It’s been a mixed year for UK assets with the British pound plunging on the one hand, while the FTSE 100 has been among the top performing global indices. Will the next Prime Minister influence this dynamic?
The issue currently dominating the UK investment landscape is that of the Conservative Party leadership contest between Liz Truss and Rishi Sunak, which will ultimately decide who shall be the new UK PM. The contest will be decided Monday, September 5th.
Despite initial losses in reaction to news of war breaking out between Russia and Ukraine, the FTSE rallied more than 13% off 2022 lows. It hasn’t been a straightforward year for the FTSE and there's been plenty of volatility with the UK benchmark index now trading back below the yearly open, as of writing.
The leadership contest appears to be taking a toll.
So, let’s unpack this issue and look at how the contest is impacting the FTSE as well as mapping out some possible scenarios in response to the potential outcomes.
How Will UK Leadership Change Impact The FTSE?
- Uncertainty driving markets
- Expectations and surprises
- Sunak impact
- Truss impact
- Base case scenario + FTSE chart
Uncertainty Driving Markets
The first thing to note here is uncertainty. If there is one thing that investors like least, it’s uncertainty. A change in leadership represents a major unknown for financial markets. With a change in leadership (often) comes a change in economic and fiscal policies, and a change in the regulatory environment which can have a sizeable impact on businesses and consumers alike.

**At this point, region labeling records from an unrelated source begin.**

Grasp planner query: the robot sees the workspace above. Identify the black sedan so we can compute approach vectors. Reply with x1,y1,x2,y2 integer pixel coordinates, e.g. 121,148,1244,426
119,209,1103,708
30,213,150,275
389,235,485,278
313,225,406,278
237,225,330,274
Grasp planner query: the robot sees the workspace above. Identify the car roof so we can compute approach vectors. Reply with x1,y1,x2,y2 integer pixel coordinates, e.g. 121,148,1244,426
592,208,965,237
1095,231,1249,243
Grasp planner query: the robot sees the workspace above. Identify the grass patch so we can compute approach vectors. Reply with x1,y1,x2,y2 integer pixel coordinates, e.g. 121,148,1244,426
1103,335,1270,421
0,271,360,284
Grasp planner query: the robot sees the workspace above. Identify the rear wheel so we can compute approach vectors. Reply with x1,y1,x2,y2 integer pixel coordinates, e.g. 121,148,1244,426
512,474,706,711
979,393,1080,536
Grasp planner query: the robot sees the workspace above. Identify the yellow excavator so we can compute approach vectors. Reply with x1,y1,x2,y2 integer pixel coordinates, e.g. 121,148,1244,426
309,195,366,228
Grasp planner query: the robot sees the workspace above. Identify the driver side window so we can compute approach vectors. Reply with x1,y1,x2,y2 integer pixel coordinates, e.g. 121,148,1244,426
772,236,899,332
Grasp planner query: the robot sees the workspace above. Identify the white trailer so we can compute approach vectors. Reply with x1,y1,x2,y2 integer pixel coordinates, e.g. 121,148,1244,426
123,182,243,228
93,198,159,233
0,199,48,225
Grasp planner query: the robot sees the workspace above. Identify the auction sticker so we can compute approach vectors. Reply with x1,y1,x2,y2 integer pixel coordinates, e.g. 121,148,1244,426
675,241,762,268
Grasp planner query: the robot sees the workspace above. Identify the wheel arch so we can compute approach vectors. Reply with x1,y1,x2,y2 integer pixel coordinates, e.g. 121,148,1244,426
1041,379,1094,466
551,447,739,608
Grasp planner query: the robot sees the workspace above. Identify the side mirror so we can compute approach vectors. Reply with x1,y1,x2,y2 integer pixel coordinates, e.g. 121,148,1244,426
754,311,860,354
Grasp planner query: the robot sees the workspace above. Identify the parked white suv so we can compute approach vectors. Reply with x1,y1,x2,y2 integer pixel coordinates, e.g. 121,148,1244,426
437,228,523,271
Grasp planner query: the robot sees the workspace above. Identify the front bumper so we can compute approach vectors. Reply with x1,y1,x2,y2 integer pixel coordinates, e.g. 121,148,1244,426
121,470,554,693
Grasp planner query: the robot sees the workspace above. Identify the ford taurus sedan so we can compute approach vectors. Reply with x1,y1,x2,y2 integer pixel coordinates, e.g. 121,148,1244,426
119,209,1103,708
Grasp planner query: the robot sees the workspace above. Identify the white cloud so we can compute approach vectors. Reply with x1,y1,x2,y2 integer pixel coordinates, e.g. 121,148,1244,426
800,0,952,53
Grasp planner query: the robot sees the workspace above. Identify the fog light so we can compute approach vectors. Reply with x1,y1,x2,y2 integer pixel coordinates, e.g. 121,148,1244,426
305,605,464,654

Consequently, one dynamic for how the FTSE behaves around UK political shifts is weakness ahead of the change and a return to strength once the change is confirmed. This dynamic is referred to as a “relief rally”. We saw these conditions earlier in the year where markets weakened during the uncertain months during which Johnson faced calls to resign and votes of no confidence, before rallying once he confirmed he was leaving.

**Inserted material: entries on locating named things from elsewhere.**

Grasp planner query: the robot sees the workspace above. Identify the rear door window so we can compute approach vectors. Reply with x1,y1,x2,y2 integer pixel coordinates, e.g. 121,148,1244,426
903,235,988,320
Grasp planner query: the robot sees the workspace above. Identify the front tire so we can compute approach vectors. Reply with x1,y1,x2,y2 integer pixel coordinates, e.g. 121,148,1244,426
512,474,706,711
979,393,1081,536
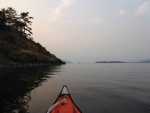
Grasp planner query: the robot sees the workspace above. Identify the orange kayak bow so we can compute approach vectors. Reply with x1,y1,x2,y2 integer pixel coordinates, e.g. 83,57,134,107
47,86,82,113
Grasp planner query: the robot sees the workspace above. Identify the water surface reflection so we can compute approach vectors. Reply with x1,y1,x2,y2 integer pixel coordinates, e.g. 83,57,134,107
0,66,60,113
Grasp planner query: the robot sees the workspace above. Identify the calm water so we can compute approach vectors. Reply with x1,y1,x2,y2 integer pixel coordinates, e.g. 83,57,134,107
0,63,150,113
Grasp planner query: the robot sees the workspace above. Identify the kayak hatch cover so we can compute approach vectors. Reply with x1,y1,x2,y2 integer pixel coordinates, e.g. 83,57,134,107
47,85,82,113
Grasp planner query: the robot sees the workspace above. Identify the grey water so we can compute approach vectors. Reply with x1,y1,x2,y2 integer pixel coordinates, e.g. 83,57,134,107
0,63,150,113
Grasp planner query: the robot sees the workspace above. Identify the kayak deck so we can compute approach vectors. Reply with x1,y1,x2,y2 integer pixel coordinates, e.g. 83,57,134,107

Expectations And Surprises
The next issue relates to expectations and surprises. Markets react far more strongly to surprises than they do to outcomes which were well signalled. In this instance, given that Liz Truss has been leading in the polls and is widely expected to win the leadership context, the FTSE is likely to react less if this win is confirmed than if Sunak pulls off a surprise victory.
With this in mind, the current sell-off in the FTSE can be partly attributed to traders’ expectations of how Truss’ proposed policies would likely impact the UK economy, bringing us onto the candidates themselves.

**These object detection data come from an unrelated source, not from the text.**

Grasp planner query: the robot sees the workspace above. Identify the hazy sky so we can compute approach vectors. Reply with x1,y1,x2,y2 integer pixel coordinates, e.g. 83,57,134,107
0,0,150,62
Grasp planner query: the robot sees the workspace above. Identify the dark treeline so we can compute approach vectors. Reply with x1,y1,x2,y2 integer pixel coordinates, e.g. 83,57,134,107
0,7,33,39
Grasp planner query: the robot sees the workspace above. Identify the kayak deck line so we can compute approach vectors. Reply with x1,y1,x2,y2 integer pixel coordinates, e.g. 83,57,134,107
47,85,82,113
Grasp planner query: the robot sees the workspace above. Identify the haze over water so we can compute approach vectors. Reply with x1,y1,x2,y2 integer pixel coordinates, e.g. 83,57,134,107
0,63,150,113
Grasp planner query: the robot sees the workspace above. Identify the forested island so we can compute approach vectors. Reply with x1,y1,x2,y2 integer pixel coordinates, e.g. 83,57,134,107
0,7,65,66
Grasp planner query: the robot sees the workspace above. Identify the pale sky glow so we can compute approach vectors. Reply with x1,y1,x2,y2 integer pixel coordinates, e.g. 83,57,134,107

With Sunak’s former role as Chancellor of the Exchequer, he is seen as the better candidate for markets given his business savvy and financial knowledge. Sunak has emphasised his desire to balance the need to address the cost-of-living crisis with battling soaring inflation and has pushed back against the idea of increased borrowing and increased public spending. Critics have argued that Sunak’s proposals have been too business-centric and lacked the humanitarian element needed given the conditions facing UK households.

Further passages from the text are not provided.